Dove’s new campaign, developed by Ogilvy India, was appreciated both offline and online. When asked about the rationale behind the campaign, Harman Dhillon, Vice President, Hair Care, Hindustan Unilever, said, “With the #AapkeBaalAapkiMarzi campaign, Dove decided to celebrate the inclusion of all kinds of hair, in a society that has glorified just one kind of hair — straight, long and black. We wanted to shine a light on the women in India who still struggle with the society’s ideals of how a woman’s hair should appear and stand in solidarity with women who celebrate themselves despite them not meeting the society’s ideals.”

She added, “The survey took responses from both men and women between the ages of 18-55 years of age.”

Dove uses both ordinary women as well as celebrities for the promotion of the brand. In case of the #AapkeBaalAapkiMarzi campaign too real-life women worked better for the brand.

“Standing true to their commitment to women empowerment, on Independence Day, Dove launched the film which captured the real life stories of Farishte, Huda and Pia, how they view their hair vis-a-vis how the society perceives them,” Dhillon said. “In an inspiring and moving narrative, it draws focus to the conditioning that women undergo, early-on, towards hair beauty norms. Whether it is short or grey hair, curly or coloured hair, it is the time women are the creators of their beauty standards and feel free to choose for themselves that reflects their true personality.”

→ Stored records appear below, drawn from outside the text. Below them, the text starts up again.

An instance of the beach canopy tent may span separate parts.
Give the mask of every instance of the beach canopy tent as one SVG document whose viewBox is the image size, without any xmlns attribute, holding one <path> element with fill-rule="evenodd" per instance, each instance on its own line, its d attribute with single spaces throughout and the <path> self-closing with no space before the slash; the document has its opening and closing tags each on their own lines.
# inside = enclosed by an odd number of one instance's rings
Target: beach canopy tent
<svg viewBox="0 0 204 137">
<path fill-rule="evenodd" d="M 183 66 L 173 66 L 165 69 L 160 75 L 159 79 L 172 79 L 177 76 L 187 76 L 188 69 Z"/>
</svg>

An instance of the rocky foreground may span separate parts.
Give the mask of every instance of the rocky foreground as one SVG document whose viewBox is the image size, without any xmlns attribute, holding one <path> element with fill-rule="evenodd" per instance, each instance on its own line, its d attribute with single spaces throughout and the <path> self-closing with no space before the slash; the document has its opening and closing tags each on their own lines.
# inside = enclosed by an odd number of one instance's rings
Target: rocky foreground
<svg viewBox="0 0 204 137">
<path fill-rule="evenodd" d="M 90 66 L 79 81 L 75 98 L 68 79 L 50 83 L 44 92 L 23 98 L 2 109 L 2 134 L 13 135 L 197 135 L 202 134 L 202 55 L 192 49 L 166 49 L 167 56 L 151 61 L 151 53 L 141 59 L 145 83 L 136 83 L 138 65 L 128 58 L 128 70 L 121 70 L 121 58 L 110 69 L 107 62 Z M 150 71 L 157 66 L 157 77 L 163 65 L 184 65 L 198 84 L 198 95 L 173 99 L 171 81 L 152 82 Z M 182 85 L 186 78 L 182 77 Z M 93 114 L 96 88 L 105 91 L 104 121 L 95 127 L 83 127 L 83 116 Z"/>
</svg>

“The #AapkeBaalAapkiMarzi focuses on real life urban women and the stereotypes they have to fight on a daily basis and how societal norms can detain them from presenting in a way they feel comfortable. Moreover, to create a connect with the audience, urban women engaged in different fields and of varying gender expression were highlighted on how they celebrate their hair, and break free from the archaic societal shackles,” she added.